Some Helpful Advice when Choosing Your Wireless Clocks
If you have decided to implement wireless clocks into your building or facility, by no means have you steered yourself wrong. However, if you are in the beginning stages of this very much “involved” purchase, which requires research, price shopping and installation, you will find that there are many more decisions to make down this road. To make your shopping experience a little easier, as well as help define the system that will be right for your application, please review these quick, yet important hints to consider when preparing to purchase your wireless clock system:
1. The Technology
What kind of technology is being used to transmit a signal to the wireless clocks?
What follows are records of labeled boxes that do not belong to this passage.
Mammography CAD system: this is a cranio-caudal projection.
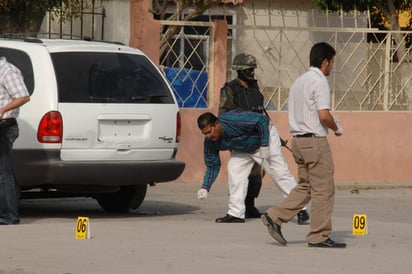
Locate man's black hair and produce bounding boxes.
[197,112,218,129]
[309,42,336,68]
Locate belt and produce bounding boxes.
[293,133,316,138]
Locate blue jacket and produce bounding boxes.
[202,110,269,190]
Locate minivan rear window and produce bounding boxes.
[51,52,174,104]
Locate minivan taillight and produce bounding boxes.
[37,111,63,143]
[176,112,182,143]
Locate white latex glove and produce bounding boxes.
[197,188,207,199]
[333,116,343,136]
[257,146,270,160]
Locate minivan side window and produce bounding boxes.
[51,52,174,104]
[0,47,34,95]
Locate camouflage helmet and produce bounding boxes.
[232,53,257,71]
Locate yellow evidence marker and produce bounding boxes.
[76,216,90,239]
[352,214,368,236]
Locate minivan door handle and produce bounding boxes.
[116,144,130,151]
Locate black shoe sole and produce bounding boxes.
[260,213,288,245]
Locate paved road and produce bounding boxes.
[0,183,412,274]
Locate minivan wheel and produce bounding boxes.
[94,184,147,213]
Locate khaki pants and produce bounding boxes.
[268,137,335,243]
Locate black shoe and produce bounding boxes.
[308,238,346,248]
[298,210,309,225]
[215,214,245,223]
[260,213,288,245]
[245,207,261,219]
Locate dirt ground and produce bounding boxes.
[0,183,412,274]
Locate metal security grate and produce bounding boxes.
[160,21,213,108]
[229,26,412,111]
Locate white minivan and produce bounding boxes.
[0,38,185,212]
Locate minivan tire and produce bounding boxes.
[94,184,147,213]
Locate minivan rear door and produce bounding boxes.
[51,51,178,161]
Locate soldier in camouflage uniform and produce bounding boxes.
[219,53,309,224]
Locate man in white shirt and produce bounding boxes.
[261,42,346,248]
[0,57,30,225]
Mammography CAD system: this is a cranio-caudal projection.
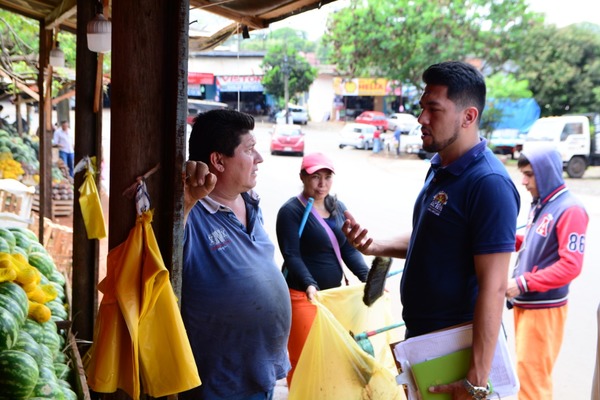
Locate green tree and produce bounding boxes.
[323,0,541,88]
[261,44,317,106]
[514,24,600,116]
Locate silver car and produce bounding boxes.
[340,123,377,150]
[388,113,419,134]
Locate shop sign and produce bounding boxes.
[217,75,264,92]
[333,77,402,96]
[188,71,215,85]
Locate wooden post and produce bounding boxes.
[72,0,102,346]
[38,24,52,247]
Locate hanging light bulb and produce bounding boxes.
[49,42,65,67]
[87,9,112,53]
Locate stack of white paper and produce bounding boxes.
[393,324,519,400]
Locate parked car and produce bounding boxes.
[339,123,377,150]
[355,111,388,132]
[400,123,423,154]
[275,104,308,125]
[271,124,304,156]
[490,129,525,158]
[387,113,419,134]
[187,99,228,125]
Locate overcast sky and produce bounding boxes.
[271,0,600,40]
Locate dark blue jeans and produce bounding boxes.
[58,150,75,178]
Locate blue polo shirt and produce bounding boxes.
[181,193,291,400]
[400,139,520,337]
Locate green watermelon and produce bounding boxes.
[46,299,69,321]
[0,227,17,250]
[0,294,27,326]
[0,350,39,399]
[63,387,77,400]
[12,330,44,365]
[28,251,56,280]
[0,237,10,254]
[32,365,65,400]
[0,282,29,322]
[27,242,48,254]
[39,343,54,370]
[40,330,61,354]
[54,344,69,364]
[54,362,72,381]
[0,307,19,350]
[21,318,44,343]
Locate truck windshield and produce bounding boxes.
[525,119,565,142]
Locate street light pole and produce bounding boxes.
[283,54,290,124]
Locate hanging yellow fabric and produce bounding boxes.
[78,157,106,239]
[86,211,200,400]
[289,284,406,400]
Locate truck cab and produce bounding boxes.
[523,115,600,178]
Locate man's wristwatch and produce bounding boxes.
[463,378,491,400]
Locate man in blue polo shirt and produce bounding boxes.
[179,110,291,400]
[344,61,520,400]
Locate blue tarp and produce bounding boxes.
[484,99,540,133]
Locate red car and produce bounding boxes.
[356,111,388,132]
[271,124,304,156]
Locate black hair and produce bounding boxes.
[517,154,531,168]
[423,61,486,121]
[189,109,254,164]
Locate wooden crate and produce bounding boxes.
[31,193,73,219]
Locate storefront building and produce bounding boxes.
[188,51,274,115]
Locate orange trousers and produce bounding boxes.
[513,305,567,400]
[287,289,317,388]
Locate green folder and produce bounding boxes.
[411,347,471,400]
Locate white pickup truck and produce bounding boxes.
[523,114,600,178]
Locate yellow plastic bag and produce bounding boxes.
[79,157,106,239]
[85,211,200,400]
[289,285,406,400]
[317,283,403,372]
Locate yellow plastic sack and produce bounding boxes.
[316,283,403,372]
[289,285,406,400]
[79,157,106,239]
[85,211,200,400]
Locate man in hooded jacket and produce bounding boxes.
[506,147,589,400]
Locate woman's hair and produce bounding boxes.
[188,109,254,164]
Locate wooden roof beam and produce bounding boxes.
[45,0,77,30]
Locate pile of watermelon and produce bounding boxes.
[0,227,77,400]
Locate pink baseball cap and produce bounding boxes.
[300,153,335,175]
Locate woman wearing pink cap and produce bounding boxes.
[276,153,369,386]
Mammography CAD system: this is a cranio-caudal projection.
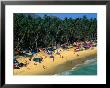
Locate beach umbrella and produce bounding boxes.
[33,57,41,62]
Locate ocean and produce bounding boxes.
[57,58,97,75]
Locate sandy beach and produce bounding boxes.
[13,47,97,75]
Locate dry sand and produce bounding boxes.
[13,47,97,75]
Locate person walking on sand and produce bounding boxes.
[50,55,54,62]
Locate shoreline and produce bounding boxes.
[13,47,97,76]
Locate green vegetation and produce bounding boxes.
[14,13,97,50]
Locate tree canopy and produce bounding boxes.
[14,13,97,49]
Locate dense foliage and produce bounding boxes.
[14,13,97,49]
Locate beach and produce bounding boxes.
[13,47,97,75]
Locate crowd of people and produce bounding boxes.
[14,40,97,69]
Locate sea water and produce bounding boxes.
[57,58,97,75]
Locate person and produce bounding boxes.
[50,55,54,62]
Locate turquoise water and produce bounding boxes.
[58,58,97,75]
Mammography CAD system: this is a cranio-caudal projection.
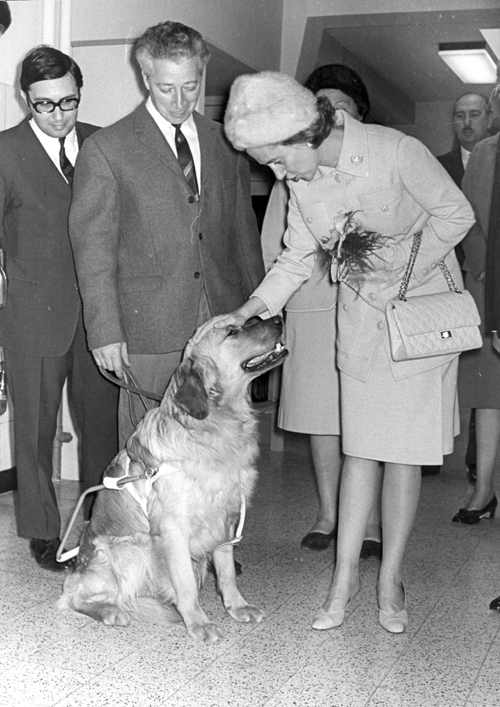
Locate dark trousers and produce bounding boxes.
[5,319,118,540]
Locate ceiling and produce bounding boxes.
[206,6,500,125]
[316,9,500,124]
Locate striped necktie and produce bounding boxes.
[172,123,198,194]
[59,137,75,187]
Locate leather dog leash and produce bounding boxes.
[99,366,163,410]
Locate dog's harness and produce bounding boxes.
[56,454,246,562]
[110,456,247,547]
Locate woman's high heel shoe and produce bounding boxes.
[312,579,361,631]
[452,495,498,525]
[378,582,408,633]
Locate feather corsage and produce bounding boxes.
[318,211,385,291]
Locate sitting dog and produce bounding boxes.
[59,317,288,642]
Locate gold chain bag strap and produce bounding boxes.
[386,231,483,361]
[0,248,7,307]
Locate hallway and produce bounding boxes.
[0,414,500,707]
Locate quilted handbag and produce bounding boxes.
[386,231,483,361]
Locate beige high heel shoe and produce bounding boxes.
[378,582,408,633]
[312,577,361,631]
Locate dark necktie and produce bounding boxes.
[173,124,198,194]
[59,137,75,187]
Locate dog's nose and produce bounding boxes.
[270,315,283,332]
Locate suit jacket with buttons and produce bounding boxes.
[254,113,474,380]
[0,118,98,356]
[70,104,264,354]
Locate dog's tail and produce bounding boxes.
[130,597,182,624]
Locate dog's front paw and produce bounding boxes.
[187,623,223,643]
[226,604,265,624]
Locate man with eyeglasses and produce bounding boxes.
[0,46,118,571]
[70,21,264,444]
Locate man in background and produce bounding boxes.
[437,93,493,482]
[437,93,493,188]
[70,22,264,445]
[0,0,11,415]
[0,46,118,571]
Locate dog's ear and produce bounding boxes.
[174,358,208,420]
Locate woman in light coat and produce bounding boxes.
[196,72,474,633]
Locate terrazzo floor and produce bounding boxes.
[0,414,500,707]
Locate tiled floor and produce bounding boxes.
[0,414,500,707]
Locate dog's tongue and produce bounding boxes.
[242,342,288,372]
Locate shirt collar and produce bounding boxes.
[333,110,370,177]
[146,96,197,136]
[460,145,470,169]
[29,118,78,152]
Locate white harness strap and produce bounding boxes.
[102,455,178,516]
[102,455,247,547]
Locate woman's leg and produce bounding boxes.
[466,408,500,510]
[310,435,342,535]
[323,456,379,612]
[378,463,422,614]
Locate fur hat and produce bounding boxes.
[224,71,318,150]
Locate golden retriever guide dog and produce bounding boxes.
[59,317,287,642]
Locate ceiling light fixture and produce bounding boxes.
[438,42,497,84]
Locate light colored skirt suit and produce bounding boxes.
[254,113,474,465]
[262,181,340,435]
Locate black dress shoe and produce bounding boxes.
[300,528,336,550]
[490,597,500,612]
[422,466,441,476]
[359,540,382,560]
[452,495,498,525]
[30,538,76,572]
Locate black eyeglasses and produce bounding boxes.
[26,94,80,113]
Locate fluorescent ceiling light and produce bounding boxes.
[438,42,497,84]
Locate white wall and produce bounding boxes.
[71,0,282,126]
[281,0,499,76]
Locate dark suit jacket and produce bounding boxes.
[70,104,264,353]
[0,118,98,356]
[462,134,500,332]
[436,145,464,189]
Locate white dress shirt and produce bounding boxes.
[146,96,201,185]
[30,120,78,181]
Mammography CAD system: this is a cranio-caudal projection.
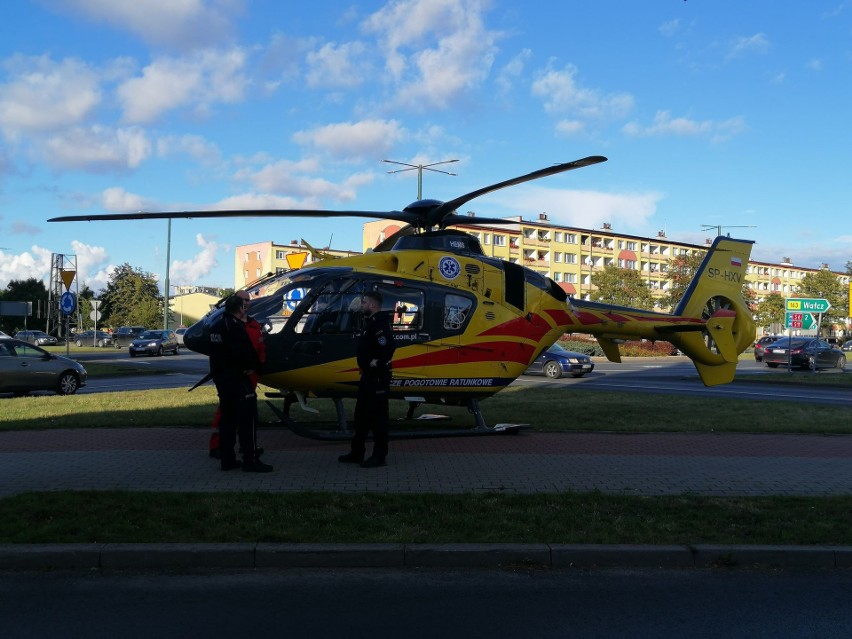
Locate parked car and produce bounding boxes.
[754,335,782,362]
[0,337,88,397]
[74,331,112,348]
[763,337,846,370]
[15,331,57,346]
[112,326,148,348]
[130,330,179,357]
[524,343,595,379]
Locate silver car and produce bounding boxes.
[15,331,57,346]
[0,337,88,397]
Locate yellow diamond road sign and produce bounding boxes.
[285,253,308,270]
[59,271,77,291]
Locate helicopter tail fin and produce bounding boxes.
[669,236,755,386]
[568,237,755,386]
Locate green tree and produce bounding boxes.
[101,262,163,328]
[755,293,787,326]
[0,277,49,335]
[591,266,654,310]
[796,269,849,334]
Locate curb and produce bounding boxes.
[0,543,852,570]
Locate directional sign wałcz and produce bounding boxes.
[784,311,817,330]
[787,297,831,313]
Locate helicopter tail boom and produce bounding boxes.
[569,236,755,386]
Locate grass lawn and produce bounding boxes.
[0,364,852,545]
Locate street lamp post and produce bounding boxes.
[163,218,172,330]
[382,160,458,200]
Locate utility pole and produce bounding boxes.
[382,160,458,200]
[701,224,757,237]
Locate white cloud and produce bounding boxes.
[622,111,747,142]
[169,233,226,285]
[101,186,155,213]
[0,245,51,288]
[496,49,532,93]
[157,135,222,164]
[48,0,242,48]
[362,0,498,110]
[71,240,115,293]
[532,65,634,120]
[293,120,406,159]
[0,55,102,139]
[235,160,374,208]
[725,33,770,60]
[491,186,663,232]
[306,42,369,88]
[40,126,151,172]
[117,49,248,124]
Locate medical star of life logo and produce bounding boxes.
[438,257,461,280]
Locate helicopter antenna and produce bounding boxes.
[382,160,458,200]
[701,224,757,237]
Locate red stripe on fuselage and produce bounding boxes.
[480,313,554,342]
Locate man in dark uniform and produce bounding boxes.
[210,295,272,473]
[337,291,396,468]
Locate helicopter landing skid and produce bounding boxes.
[266,394,530,441]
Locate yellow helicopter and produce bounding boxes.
[48,156,755,439]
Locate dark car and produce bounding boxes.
[130,330,179,357]
[15,331,57,346]
[763,337,846,370]
[754,335,782,362]
[74,331,112,348]
[524,343,595,379]
[112,326,148,348]
[0,337,88,397]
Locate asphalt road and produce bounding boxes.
[0,569,852,639]
[70,349,852,407]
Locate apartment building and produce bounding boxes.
[234,240,359,289]
[364,213,850,314]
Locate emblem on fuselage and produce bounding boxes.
[438,257,461,280]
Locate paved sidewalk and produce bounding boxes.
[5,428,852,497]
[0,428,852,570]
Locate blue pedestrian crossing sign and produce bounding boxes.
[59,291,77,315]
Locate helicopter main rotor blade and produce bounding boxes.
[48,209,420,224]
[428,155,607,226]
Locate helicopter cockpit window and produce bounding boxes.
[444,294,473,331]
[379,286,423,331]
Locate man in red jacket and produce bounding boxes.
[209,291,266,458]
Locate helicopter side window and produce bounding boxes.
[444,294,473,331]
[381,287,423,331]
[293,293,361,335]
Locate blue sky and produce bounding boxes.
[0,0,852,291]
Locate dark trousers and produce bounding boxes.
[352,377,389,459]
[214,378,257,462]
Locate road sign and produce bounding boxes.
[59,291,77,315]
[787,297,831,313]
[59,270,77,291]
[784,311,817,330]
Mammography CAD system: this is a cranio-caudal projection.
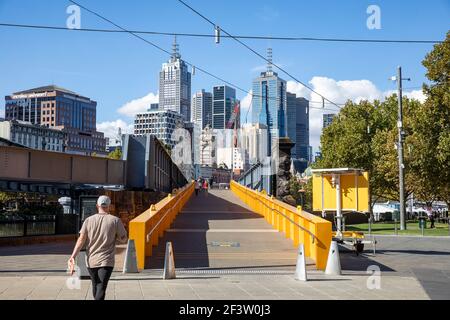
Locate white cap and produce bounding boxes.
[97,196,111,207]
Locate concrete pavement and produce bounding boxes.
[0,190,450,300]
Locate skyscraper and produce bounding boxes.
[212,85,239,129]
[192,90,212,130]
[134,109,183,148]
[252,48,287,150]
[286,92,310,172]
[286,92,309,161]
[5,85,106,155]
[159,38,191,121]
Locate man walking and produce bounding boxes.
[68,196,127,300]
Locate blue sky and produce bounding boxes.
[0,0,450,149]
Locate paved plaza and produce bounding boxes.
[0,190,450,300]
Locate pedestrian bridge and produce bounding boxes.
[129,182,332,270]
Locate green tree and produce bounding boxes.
[411,31,450,204]
[316,32,450,208]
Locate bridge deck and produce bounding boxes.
[146,189,315,270]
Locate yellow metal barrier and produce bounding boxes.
[231,181,332,270]
[129,183,194,269]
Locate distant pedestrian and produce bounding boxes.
[68,196,127,300]
[195,180,201,196]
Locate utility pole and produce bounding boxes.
[392,66,410,230]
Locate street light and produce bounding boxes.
[390,66,411,230]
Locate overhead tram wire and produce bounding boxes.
[69,0,338,111]
[177,0,342,109]
[0,23,444,44]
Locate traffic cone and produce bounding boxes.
[295,243,308,281]
[163,242,176,280]
[122,240,139,274]
[325,241,341,276]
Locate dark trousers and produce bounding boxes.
[88,267,113,300]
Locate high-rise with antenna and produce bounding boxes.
[267,48,273,73]
[252,48,287,150]
[159,36,191,121]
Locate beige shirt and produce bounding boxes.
[80,213,127,268]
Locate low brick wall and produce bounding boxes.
[0,234,77,247]
[0,191,167,247]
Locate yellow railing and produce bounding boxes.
[129,183,194,269]
[231,181,332,270]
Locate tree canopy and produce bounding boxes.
[315,32,450,203]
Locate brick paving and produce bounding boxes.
[0,190,450,300]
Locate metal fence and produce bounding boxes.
[0,214,78,238]
[238,163,276,195]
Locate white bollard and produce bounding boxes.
[122,240,139,274]
[295,243,308,281]
[163,242,176,280]
[325,241,341,276]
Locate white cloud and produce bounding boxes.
[97,119,133,145]
[117,92,159,117]
[287,77,426,151]
[250,62,284,73]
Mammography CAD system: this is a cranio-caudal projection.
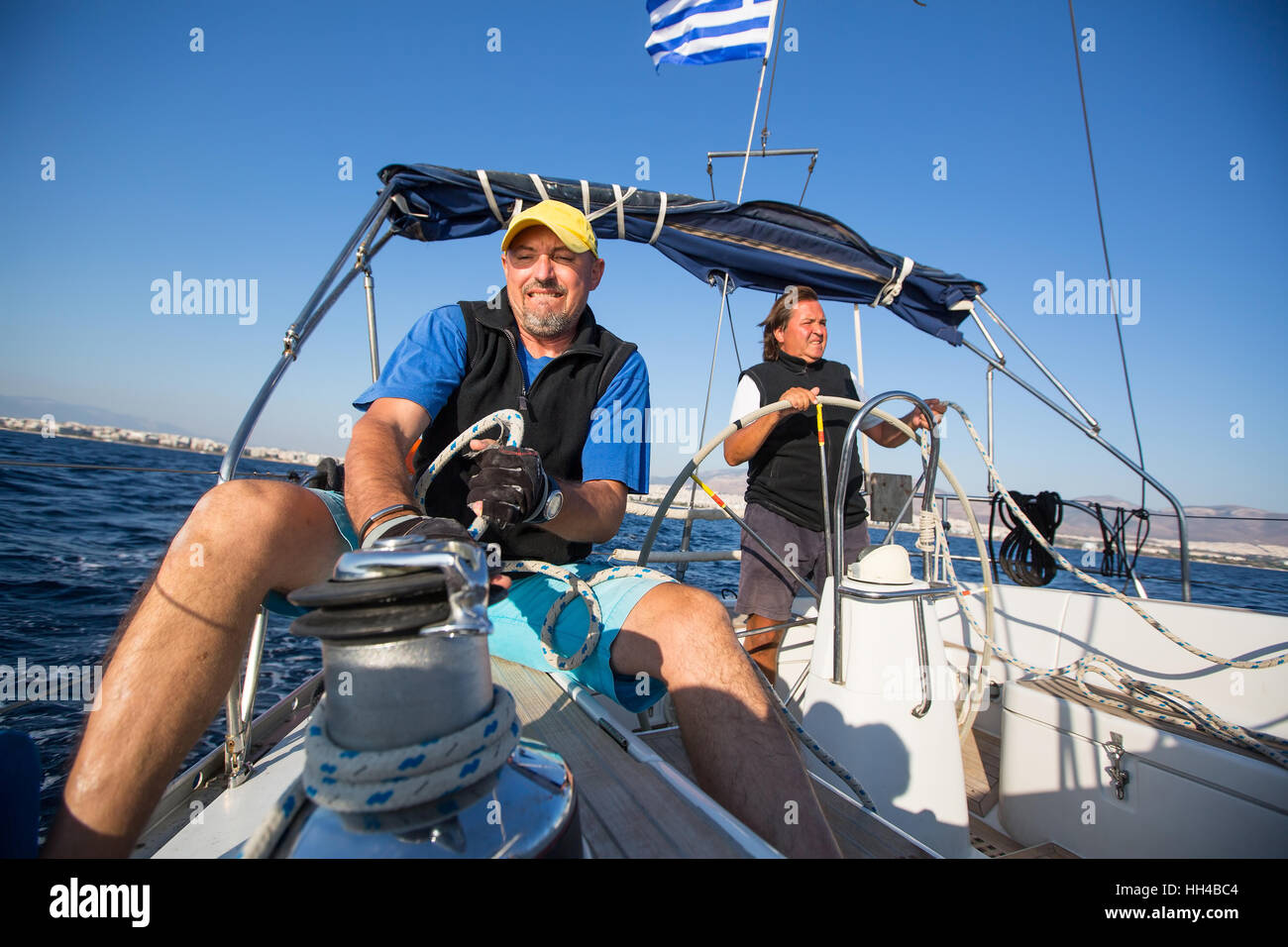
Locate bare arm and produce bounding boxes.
[863,398,947,447]
[724,388,819,467]
[344,398,430,530]
[541,476,626,543]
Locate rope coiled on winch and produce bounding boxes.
[241,685,519,858]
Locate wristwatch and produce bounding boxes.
[529,474,563,523]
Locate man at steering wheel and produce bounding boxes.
[46,201,838,856]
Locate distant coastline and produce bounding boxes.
[0,416,1288,573]
[0,416,329,467]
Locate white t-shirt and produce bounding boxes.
[729,371,881,430]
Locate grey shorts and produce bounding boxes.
[737,502,868,621]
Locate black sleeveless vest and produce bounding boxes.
[743,352,868,532]
[415,296,635,565]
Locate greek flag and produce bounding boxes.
[644,0,777,67]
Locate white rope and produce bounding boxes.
[587,184,636,229]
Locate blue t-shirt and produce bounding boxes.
[353,305,649,493]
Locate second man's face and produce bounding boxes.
[774,300,827,362]
[501,227,604,339]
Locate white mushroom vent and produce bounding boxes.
[845,544,912,585]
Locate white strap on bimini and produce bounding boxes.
[587,184,636,240]
[389,194,429,219]
[648,191,666,244]
[474,167,507,227]
[872,257,912,307]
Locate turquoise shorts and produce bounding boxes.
[265,489,666,712]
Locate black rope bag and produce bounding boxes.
[989,489,1064,586]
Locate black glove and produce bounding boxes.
[465,446,550,530]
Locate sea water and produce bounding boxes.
[0,430,1288,836]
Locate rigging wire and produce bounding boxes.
[1069,0,1146,509]
[725,296,742,377]
[796,151,818,207]
[760,0,788,150]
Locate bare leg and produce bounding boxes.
[44,480,348,857]
[612,583,841,858]
[742,614,787,684]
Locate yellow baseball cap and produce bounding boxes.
[501,201,599,257]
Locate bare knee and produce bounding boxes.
[168,479,348,588]
[613,582,741,679]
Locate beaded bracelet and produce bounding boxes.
[358,502,425,546]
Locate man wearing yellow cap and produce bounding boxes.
[46,201,838,856]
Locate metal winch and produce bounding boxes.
[260,536,583,858]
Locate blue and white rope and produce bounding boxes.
[501,559,675,672]
[242,685,519,858]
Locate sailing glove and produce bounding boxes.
[465,446,550,530]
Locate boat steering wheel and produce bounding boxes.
[412,408,523,540]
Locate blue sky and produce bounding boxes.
[0,0,1288,509]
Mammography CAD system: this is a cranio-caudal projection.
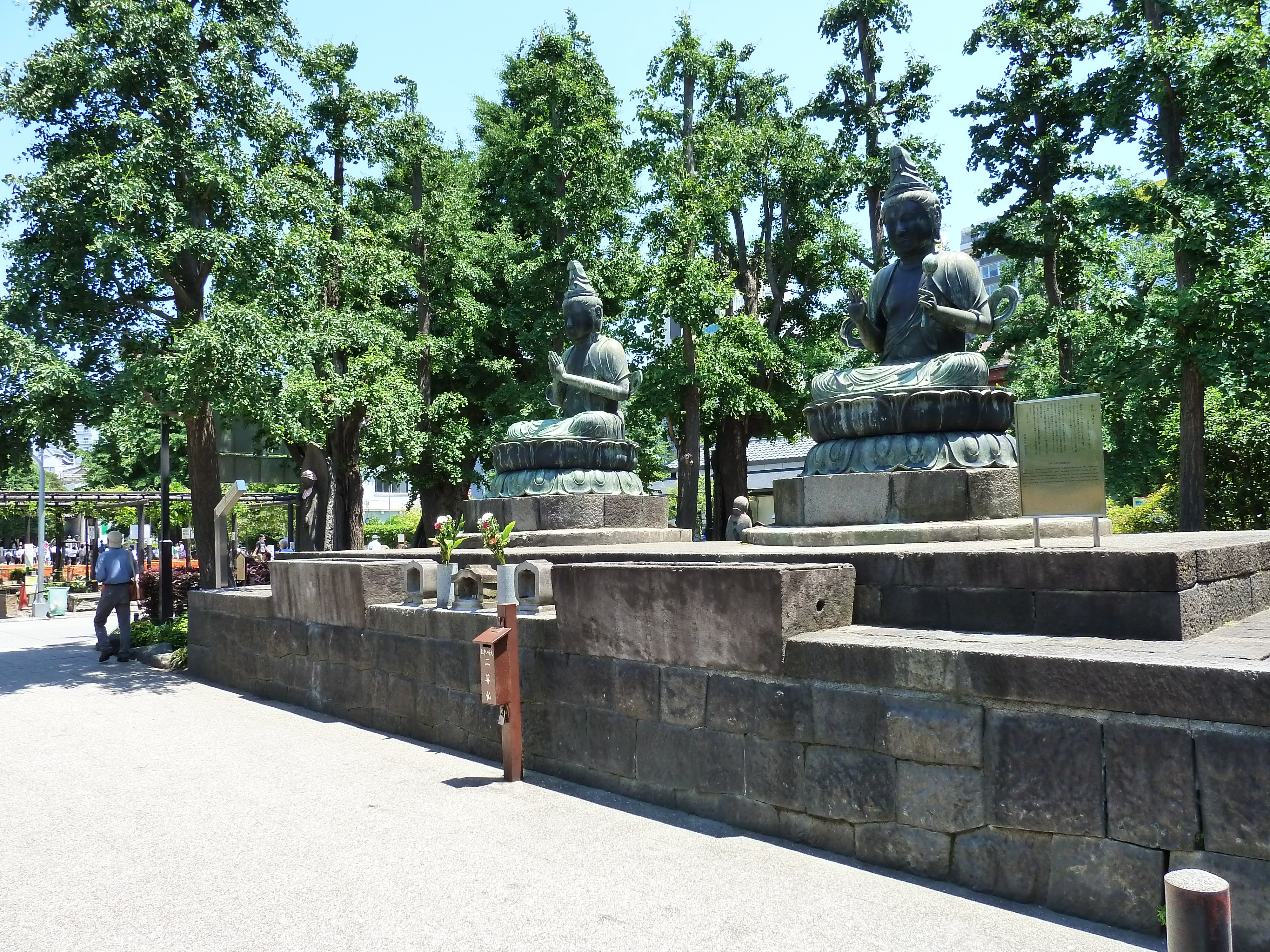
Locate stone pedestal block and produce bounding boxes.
[772,467,1020,526]
[1045,836,1165,932]
[269,559,406,628]
[551,562,855,674]
[464,493,671,545]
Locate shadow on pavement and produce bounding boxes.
[188,675,1165,952]
[442,777,503,790]
[0,640,185,696]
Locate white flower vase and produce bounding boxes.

The signal, as well as the way in which the signal travels, can play a big part in the functionality of the system in your particular building. If your building or facility poses any interfering infrastructure to the signal, such as a large amount of concrete or rebar, the wireless clocks you select should have built-in technology or an available accessory to find a way around the interfering infrastructure and assure healthy wireless transmissions to all clocks.
2. The Material
In any facility, whether it’s a school, hospital, transportation facility, or any other building requiring accurate time display, the clocks on the wall could very well be subject to physical damage. For example, in the gymnasium of a school, bats and balls could possibly knock a clock off the wall, sending it crashing into the ground. When you are forced to put your wireless clocks in harm’s way like the above situation, it is crucial that you buy clocks that have been tested and approved for UL certification. UL guarantees that the plastic or metal your clocks are made out are of the highest quality, ensuring that the product you are purchasing is above the standard for quality.
3. The Power
There are two options for powering your analog wireless clocks: with batteries, or with a local power supply. There are benefits to using either form, but it is important to realize when to use which power source for the particular situation in your facility. Locally powered wireless clocks are ideal when retrofitting with an existing infrastructure, one which previously had an older wired system installed. In this situation, the power supplies from previous clocks can be used to power your new wireless clocks – an efficient choice when trying to utilize your building’s existing resources. However, when installing wireless clocks in a newly built infrastructure, many builders and contractors would install wireless battery powered clocks, avoiding the hefty costs of running new wiring to each individual clock.